Crimean-Congo hemorrhagic fever, the key that the virus uses to infect cells has been discovered

Team from the University of Padua, partner of INF-ACT, participated in the discovery that can change the prevention strategies of this infectious disease. Study published in Nature Microbiology

Padua, 10 April 2024 – No outbreaks have yet been recorded in Italy, but the virus is presumably already present in our country and is slowly spreading in Europe. A feared virus, that of the Crimean-Congo hemorrhagic fever, which can be lethal in up to 40% of cases and which the WHO considers one of the infectious diseases of priority importance and with pandemic potential.

Today, however, it is less scary thanks to the study “Crimean–Congo haemorrhagic fever virus uses LDLR to bind and enter host cells” published on Nature Microbiology where the receptor that allows the virus to enter the cells was identified.

Prof. Cristiano Salata

“The discovery has the potential to change the strategies to combat this hemorrhagic fever: by knowing how the virus interacts with proteins to enter the cell, we will be able to discover how to deactivate the mechanism. In practice we now know the lock and key that the virus uses to infect cells – explains Cristiano Salata, professor of Microbiology and Virology at the Department of Molecular Medicine of the University of Padua, part of the INF-ACT network – It was the result of an important international collaboration, in which we contributed by allowing the identification of the receptor, a receptor which was then shown to work both with laboratory model viruses and with viruses isolated from patients, and with those isolated from ticks”.

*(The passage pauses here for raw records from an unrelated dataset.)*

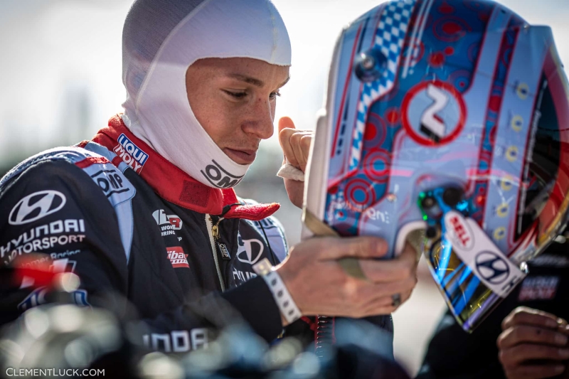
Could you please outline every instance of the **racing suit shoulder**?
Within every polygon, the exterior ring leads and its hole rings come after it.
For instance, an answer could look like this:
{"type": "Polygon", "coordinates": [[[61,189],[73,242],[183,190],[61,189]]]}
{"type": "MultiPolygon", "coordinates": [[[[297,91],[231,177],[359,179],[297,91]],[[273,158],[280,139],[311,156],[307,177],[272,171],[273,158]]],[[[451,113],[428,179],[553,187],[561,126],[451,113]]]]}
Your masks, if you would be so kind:
{"type": "MultiPolygon", "coordinates": [[[[28,159],[2,179],[0,265],[27,256],[26,265],[46,262],[54,272],[75,272],[81,285],[73,299],[88,305],[99,295],[124,293],[127,268],[117,213],[109,201],[115,195],[110,182],[122,179],[110,164],[96,163],[100,157],[80,153],[60,150],[28,159]]],[[[44,302],[46,289],[33,286],[22,283],[21,297],[12,297],[17,302],[9,307],[10,317],[44,302]]]]}
{"type": "MultiPolygon", "coordinates": [[[[259,202],[250,198],[241,198],[240,201],[248,205],[259,204],[259,202]]],[[[260,221],[245,220],[255,230],[265,238],[267,244],[275,253],[278,261],[282,262],[289,254],[289,245],[287,240],[284,228],[275,215],[270,215],[260,221]]]]}

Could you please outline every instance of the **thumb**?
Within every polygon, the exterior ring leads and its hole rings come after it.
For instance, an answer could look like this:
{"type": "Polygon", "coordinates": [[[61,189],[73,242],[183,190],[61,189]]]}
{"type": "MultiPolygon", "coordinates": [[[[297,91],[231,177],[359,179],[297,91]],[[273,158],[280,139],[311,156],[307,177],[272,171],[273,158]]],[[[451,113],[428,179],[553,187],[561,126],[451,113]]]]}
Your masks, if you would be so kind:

Crimean-Congo hemorrhagic fever is the second most common vector-borne hemorrhagic fever after dengue. It is a viral pathology transmitted by ticks of this genus Hyalomma, which infest both wild mammals and birds, as well as livestock. In Europe, human infections have been recorded in Spain and the Balkans, while Turkey is among the main epicenters of the disease.

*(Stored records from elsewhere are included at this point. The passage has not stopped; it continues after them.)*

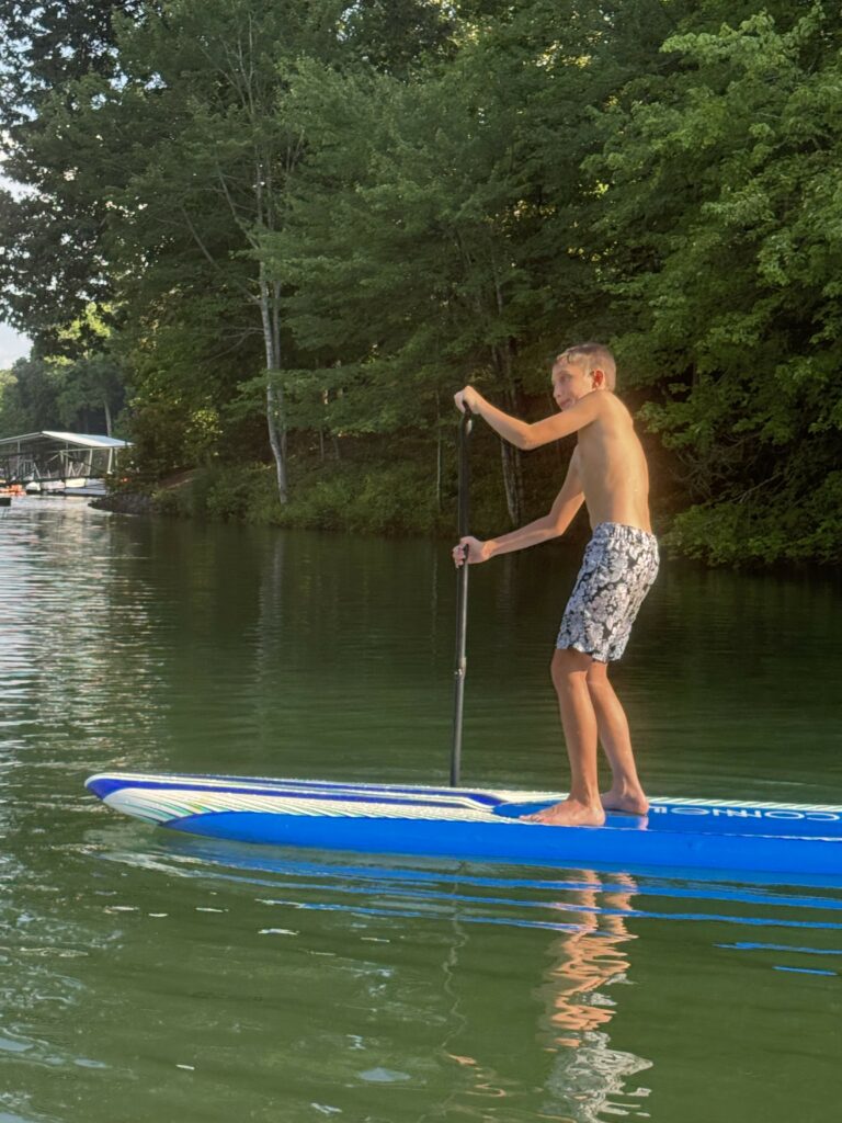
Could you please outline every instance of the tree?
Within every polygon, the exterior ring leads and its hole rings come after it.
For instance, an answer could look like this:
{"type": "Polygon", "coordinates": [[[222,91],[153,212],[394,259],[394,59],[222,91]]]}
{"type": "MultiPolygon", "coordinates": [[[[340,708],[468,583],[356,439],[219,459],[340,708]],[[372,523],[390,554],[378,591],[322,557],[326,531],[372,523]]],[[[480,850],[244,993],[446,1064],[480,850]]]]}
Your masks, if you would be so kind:
{"type": "Polygon", "coordinates": [[[841,33],[814,4],[672,37],[657,98],[606,115],[622,350],[695,504],[672,540],[708,560],[842,546],[841,33]]]}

“In Italy there have not yet been any cases of human infection, but it is considered a country at high risk of introducing the disease. Although no infected ticks have been found at the moment, cattle have been identified in Basilicata that had antibodies against the virus, suggesting circulation of the virus between animals. This pushed us to join forces between various bodies belonging to INF-ACT for a more meticulous search for the virus in Italian territory”, continues Cristiano Salata.

“We are reaping the fruits of the collaboration network created precisely to prepare Italy for possible epidemic dangers – says Federico Forneris, president of the INF-ACT Foundation – With satisfaction I see that the nodes are strengthening. In this area, for example, thanks to joint work between Salata’s group at the University of Padua and that of Domenico Otranto, full professor of parasitic diseases of animals at the Department of Veterinary Medicine at the University of Bari, both partner universities of INF-ACT, we collaborate in the monitoring of the Crimean-Congo hemorrhagic fever virus in Basilicata, where the presence of antibodies against the virus in domestic mammals has been recorded”.

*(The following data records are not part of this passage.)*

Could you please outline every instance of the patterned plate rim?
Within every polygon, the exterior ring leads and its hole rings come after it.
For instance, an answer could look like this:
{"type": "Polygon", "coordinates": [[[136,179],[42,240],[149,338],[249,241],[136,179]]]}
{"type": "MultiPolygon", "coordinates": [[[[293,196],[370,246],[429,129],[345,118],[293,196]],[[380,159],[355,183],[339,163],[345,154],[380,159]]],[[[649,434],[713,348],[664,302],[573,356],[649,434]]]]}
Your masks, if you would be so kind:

“Furthermore, with the support of the network of zooprophylactic institutes, the monitoring activity has also been extended to the North-East, thanks to Fabrizio Montarsi and colleagues of the Istituto Zooprophylattico Sperimentale delle Venezie, to the Centre, thanks to Ilaria Pascucci and colleagues of Experimental Zooprophylactic Institute of Umbria and Marche, and the Islands, thanks to Giovanna Masala and colleagues of the Experimental Zooprophylactic Institute of Sardinia”, concludes Forneris.